One cannot deny the fact that the absence of elected local government in Karachi, or metropolitan government in Karachi’s case, is also a major additional cause for the excessive deaths on account of the heat wave. No one is being held accountable for all those who have died because the responsibilities of taking care of those affected have been diluted and dissipated across institutions and organisations. Normally, a city government, the elected mayor of Karachi and his or her team, would not only be accountable but also responsible for both prevention and to take mitigative measures. Usually, and there are obvious exceptions, elected representatives are more approachable and more responsive to the needs of their constituency than are appointed administrators.
Elected local government, despite the strong concerns about elite capture which is built into the model of bourgeois democracy, also represents the common people, the poor, the middle classes, the non-elite, more than it does the elite. If elections and democracy mean garnering votes from all those who can vote, the voice of the elite is just one of those voices, and in fact, in numerical terms, not the majority. In Karachi we have seen elected representatives largely from the middle and lower-middle classes who represent the constituents of Azizabad, the many Gulshans, Federal B Area, Nazimabad, Liaqutabad, and such like. Cliftonians have their own representatives.
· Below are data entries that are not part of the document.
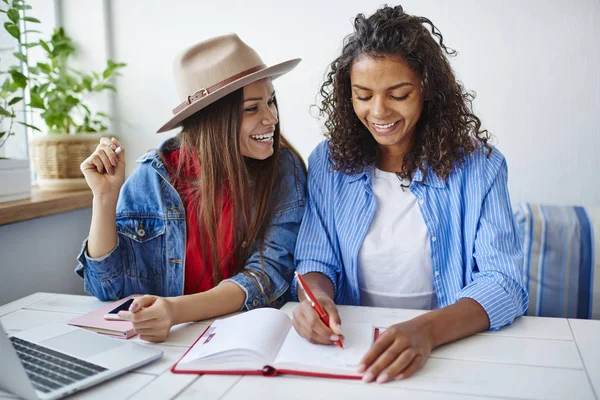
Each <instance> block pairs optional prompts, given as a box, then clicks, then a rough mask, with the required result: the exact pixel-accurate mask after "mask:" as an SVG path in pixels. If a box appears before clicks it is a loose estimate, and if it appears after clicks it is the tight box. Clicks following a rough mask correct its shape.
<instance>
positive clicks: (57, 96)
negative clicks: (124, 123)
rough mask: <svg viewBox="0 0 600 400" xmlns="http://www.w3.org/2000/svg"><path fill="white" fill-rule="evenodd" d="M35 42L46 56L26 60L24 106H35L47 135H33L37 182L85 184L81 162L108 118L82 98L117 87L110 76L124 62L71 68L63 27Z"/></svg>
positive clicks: (52, 186) (70, 41)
After devastating rains in Karachi some years ago, it was the elected local government and the mayor/nazim who undertook major development in the drainage system of the city to make sure that the water flowed through. If local elections had been held in Sindh, especially in Karachi, and elected representatives had been on hand, it is very probable that the scale of death on account of not having enough air conditioners or chilled mineral water would have been far lower.
The author is a political economist.